TeXP is a pipeline to evaluate the transcription level of transposable elements in short read RNA-seq data
TeXP is a pipeline for quantifying abundances of Transposable Elements transcripts from RNA-Seq data. TeXP is based on the assumption that RNA-seq reads overlapping Transposable Elements is a composition of pervasive transcription signal and autonomous transcription of Transposable Elements.
https://www.biorxiv.org/content/10.1101/648667v1.full
docker run -it fnavarro/texp:latest /bin/bash
Download a fastq file from a RNA-seq experiment, for example, MCF-7 from the ENCODE project
wget -c -t0 "https://www.encodeproject.org/files/ENCFF000HFF/@@download/ENCFF000HFF.fastq.gz" -O file.fastq.gz
Run TeXP
./TeXP.sh -f file.fastq.gz -t 1 -o process/example/ -n quick_texp_run
The output files will be generated at:
ls process/example/quick_texp_run
*.L1HS_hg38.count (Naive counts)
*.L1HS_hg38.count.corrected (Corrected counts)
*.L1HS_hg38.count.rpkm (Naive RPKM)
*.L1HS_hg38.count.rpkm.corrected (Corrected RPKM)
*.L1HS_hg38.count.signal_proportions
TIPS: If fastq files are stored locally you can use
docker run -it -v ~/Desktop/:/texp fnavarro/texp:latest /bin/bash
To mount "~/Desktop" at your docker container
$> git clone https://github.com/gersteinlab/texp.git
Edit TeXP.sh and Update INSTALL_DIR variable to the path where TeXP was cloned
apt-get update
apt-get install -y \ bedtools=2.26.0+dfsg-3 \ bowtie2=2.3.0-2 \ fastx-toolkit=0.0.14-3 \ gawk=1:4.1.4+dfsg-1 \ git \ perl=5.24.1-3+deb9u1 \ python=2.7.13-2 \ r-base=3.3.3-1 \ r-base-dev=3.3.3-1 \ samtools=1.3.1-3 \ wget
mkdir -p /src; \ cd /src ; \ git clone https://github.com/lh3/wgsim.git; \ cd wgsim; \ gcc -g -O2 -Wall -o wgsim wgsim.c -lz -lm; \ mv wgsim /usr/bin/; \ cd /;
Fix path (/data/library) to the a proper location at your computation enviroment
mkdir -p /data/library/rep_annotation; \ cd /data/library/rep_annotation; \ wget -c -t0 "http://files2.gersteinlab.org/public-docs/2019/08.14/rep_annotation.hg38.tar.bz2" -O rep_annotation.hg38.tar.bz2; \ tar xjvf rep_annotation.hg38.tar.bz2; \ rm -Rf rep_annotation.hg38.tar.bz2
mkdir -p /data/library/bowtie2; \ cd /data/library/bowtie2; \ wget -c -t0 "http://files2.gersteinlab.org/public-docs/2019/08.14/bowtie2.hg38.tar.bz2" -O bowtie2.hg38.tar.bz2; \ tar xjvf bowtie2.hg38.tar.bz2; \ rm -Rf bowtie2.hg38.tar.bz2
echo 'install.packages(c("penalized"), repos="http://cloud.r-project.org", dependencies=TRUE)' > /tmp/packages.R \ && Rscript /tmp/packages.R
A few paramaters must be setup so TeXP can properly work outside a docker enviroment; Parameters are set on opts.mk and the user MUST properly set it up.
Alternatively, docker images containing all dependencies and libraries can be used.
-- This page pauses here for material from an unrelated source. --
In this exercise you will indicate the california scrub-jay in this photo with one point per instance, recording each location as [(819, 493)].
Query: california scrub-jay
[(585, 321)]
The TeXP docker image also is pre-configured to work outside the box. Check https://hub.docker.com/r/fnavarro/texp/ for futher instructions: docker pull fnavarro/texp
$> ./TeXP.sh -f [FILE_NAME] -t [INT] -o [OUTPUT_PATH] n [SAMPLE_ID]
-f: Input file (fastq,fastq.gz,sra)
-t: Number of threads
-o: Output path (i.e. ./ or ./processed)
-n: Sample name (i.e. SAMPLE01)
1) Does TeXP work for paired end data?
TeXP has been implemented to run one fastq file at a time. Overall, we empirically find that if the RNA-seq library is good, P1 and P2 should yield very similar estimates. Therefore, if using paired-end RNA-seq data, we recommend calculating the mean between both pairs.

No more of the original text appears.